Carnitas pork

One of my favourite pleasures in life is when I’m thousands of miles from home and pop something into my mouth that I know I’ll never forget. Time somehow stops while the taste buds explode. That moment…

This recipe comes from a particular moment in a little surf town in southern Mexico during the mid noughties. A café on the coast. No English spoken, no frills, no rush, just mindblowingly good carnitas.

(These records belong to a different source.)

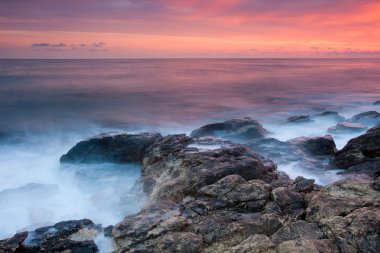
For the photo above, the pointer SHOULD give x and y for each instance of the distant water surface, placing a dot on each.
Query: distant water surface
(46, 106)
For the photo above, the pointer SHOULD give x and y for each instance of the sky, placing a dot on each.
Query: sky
(189, 28)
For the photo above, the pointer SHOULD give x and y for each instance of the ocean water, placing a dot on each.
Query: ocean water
(46, 106)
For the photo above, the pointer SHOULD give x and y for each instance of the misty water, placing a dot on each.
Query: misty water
(46, 106)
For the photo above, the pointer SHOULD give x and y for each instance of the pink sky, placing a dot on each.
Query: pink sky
(189, 28)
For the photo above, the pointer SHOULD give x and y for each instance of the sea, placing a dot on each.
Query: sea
(46, 106)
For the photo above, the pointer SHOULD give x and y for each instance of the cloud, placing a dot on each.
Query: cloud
(93, 47)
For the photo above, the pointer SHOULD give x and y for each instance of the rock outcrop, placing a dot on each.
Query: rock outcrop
(317, 146)
(68, 236)
(111, 147)
(235, 129)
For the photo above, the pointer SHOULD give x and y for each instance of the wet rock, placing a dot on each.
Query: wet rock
(342, 198)
(367, 118)
(150, 223)
(359, 149)
(302, 184)
(171, 171)
(359, 230)
(62, 236)
(255, 244)
(347, 127)
(13, 244)
(315, 145)
(110, 147)
(331, 115)
(370, 169)
(234, 190)
(184, 242)
(299, 119)
(308, 246)
(297, 230)
(235, 129)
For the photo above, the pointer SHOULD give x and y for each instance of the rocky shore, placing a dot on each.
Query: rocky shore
(219, 190)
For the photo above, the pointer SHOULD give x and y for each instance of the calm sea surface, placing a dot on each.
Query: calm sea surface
(37, 94)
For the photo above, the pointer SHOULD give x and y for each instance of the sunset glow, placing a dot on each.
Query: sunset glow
(189, 28)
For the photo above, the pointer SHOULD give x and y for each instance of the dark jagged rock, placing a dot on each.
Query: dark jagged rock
(74, 236)
(309, 246)
(359, 149)
(315, 145)
(235, 129)
(299, 119)
(172, 171)
(367, 118)
(348, 212)
(302, 184)
(119, 148)
(331, 116)
(297, 230)
(347, 127)
(370, 168)
(13, 244)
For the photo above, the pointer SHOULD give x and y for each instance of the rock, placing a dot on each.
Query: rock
(367, 118)
(13, 244)
(287, 199)
(299, 119)
(235, 129)
(359, 230)
(119, 148)
(171, 171)
(297, 230)
(359, 149)
(184, 242)
(370, 169)
(234, 189)
(67, 236)
(308, 246)
(347, 127)
(302, 184)
(341, 198)
(315, 145)
(255, 244)
(330, 115)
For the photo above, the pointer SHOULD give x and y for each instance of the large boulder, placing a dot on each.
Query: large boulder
(68, 236)
(359, 149)
(172, 171)
(234, 129)
(367, 118)
(348, 212)
(324, 145)
(347, 127)
(111, 147)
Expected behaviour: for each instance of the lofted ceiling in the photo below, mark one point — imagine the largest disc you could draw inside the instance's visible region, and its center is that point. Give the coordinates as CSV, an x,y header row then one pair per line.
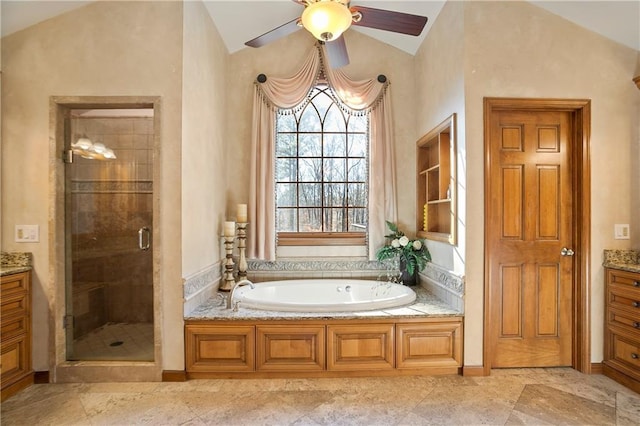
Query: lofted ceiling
x,y
242,20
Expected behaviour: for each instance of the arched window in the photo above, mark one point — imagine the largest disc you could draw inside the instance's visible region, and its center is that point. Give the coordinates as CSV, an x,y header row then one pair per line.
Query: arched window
x,y
321,177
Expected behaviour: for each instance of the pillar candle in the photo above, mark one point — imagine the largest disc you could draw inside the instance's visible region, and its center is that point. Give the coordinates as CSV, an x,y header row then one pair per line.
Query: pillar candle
x,y
229,229
242,213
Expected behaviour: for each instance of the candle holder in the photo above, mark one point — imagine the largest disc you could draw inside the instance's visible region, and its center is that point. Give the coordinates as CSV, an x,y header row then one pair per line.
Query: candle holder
x,y
228,281
242,244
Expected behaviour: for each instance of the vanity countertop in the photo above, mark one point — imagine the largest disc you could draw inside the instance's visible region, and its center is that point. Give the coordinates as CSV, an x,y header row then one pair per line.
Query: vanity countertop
x,y
624,260
426,305
14,263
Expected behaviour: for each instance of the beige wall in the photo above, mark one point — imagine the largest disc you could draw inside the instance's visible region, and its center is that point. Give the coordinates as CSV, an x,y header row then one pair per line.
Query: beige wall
x,y
105,48
439,70
514,49
204,170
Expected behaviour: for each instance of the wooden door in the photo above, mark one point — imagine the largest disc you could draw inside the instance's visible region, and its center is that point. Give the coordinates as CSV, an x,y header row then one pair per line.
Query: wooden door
x,y
530,238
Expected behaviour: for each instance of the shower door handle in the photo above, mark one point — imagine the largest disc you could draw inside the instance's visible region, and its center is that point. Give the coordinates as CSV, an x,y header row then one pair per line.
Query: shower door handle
x,y
142,232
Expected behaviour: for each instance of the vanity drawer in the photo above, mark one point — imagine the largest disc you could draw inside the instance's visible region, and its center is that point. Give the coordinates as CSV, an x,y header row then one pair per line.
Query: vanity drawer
x,y
12,327
14,283
624,299
625,320
624,279
15,304
626,351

I don’t even know the name of the tiny, stand-alone hut in the middle of this hippy beach. For all I know, it could be littered with coffee places and pilates classes by now. But that flavour stuck with me and I’ve dedicated much time to replicating it! On my quest, I found a few recipes that suggest not to brown the meat before braising, so I've gone with this flow. It also makes for one of the simplest “pop it all in a pot” recipes I’ve ever come up with.

To be served in burritos, mini tacos, over rice, with guacamole, black beans, onions, peppers, sour cream… however you like.

Absolutely lip-smackingly delicious.

Serves: Family of 4 plus leftovers

Prep time: 5 mins

Cook time: 5 hours (of doing absolutely nothing)

Ingredients

1kg skinless pork shoulder (diced into chunky cubes)

2 tsp cumin seeds

2 tsp chipotle chilli flakes/paste/powder

2 tsp dried oregano

1.5 tsp salt

3 cloves garlic (crushed and chopped)

1 bay leaf

500ml chicken or veggie stock

150ml orange juice

Method

Try not to get your knickers in a twist over how little there is to it…

Put everything into a large, oven-suitable pot. Set the oven to 130’c, pop a lid on and let it sit in the oven for 4-5 hours.

Grab a pair of tongs or a fork (even a spoon will do - that’s how tender it’ll be) and press on the meat until it falls apart under the pressure. Stir it through the juices, taste for seasoning and place it back in the oven, uncovered, for half an hour or until you’re ready to serve. As you serve each spoonful of the pork, it should be wet and dripping with the juicy liquor.

Serve with guacamole, rice, black beans, onions, peppers, coriander, chillies, lime, sour cream… the full works.

TIPS

  • Ask your butcher to dice the pork shoulder so that there’s nothing to do other than measure out the other ingredients.

  • Whole, bone-in shoulder obviously works great, but I find the chunky, diced meat absorbs all of the flavours and juices more evenly.

  • Dry toast your cumin seeds for a minute in a small pan before crushing them in a pestle and mortar if you have the time.

  • If you don’t have cumin seeds in the cupboard, use ground cumin.

  • If you like it HOT up the chipotle dosage or even add some chopped up fresh chillies to the pot for the last hour.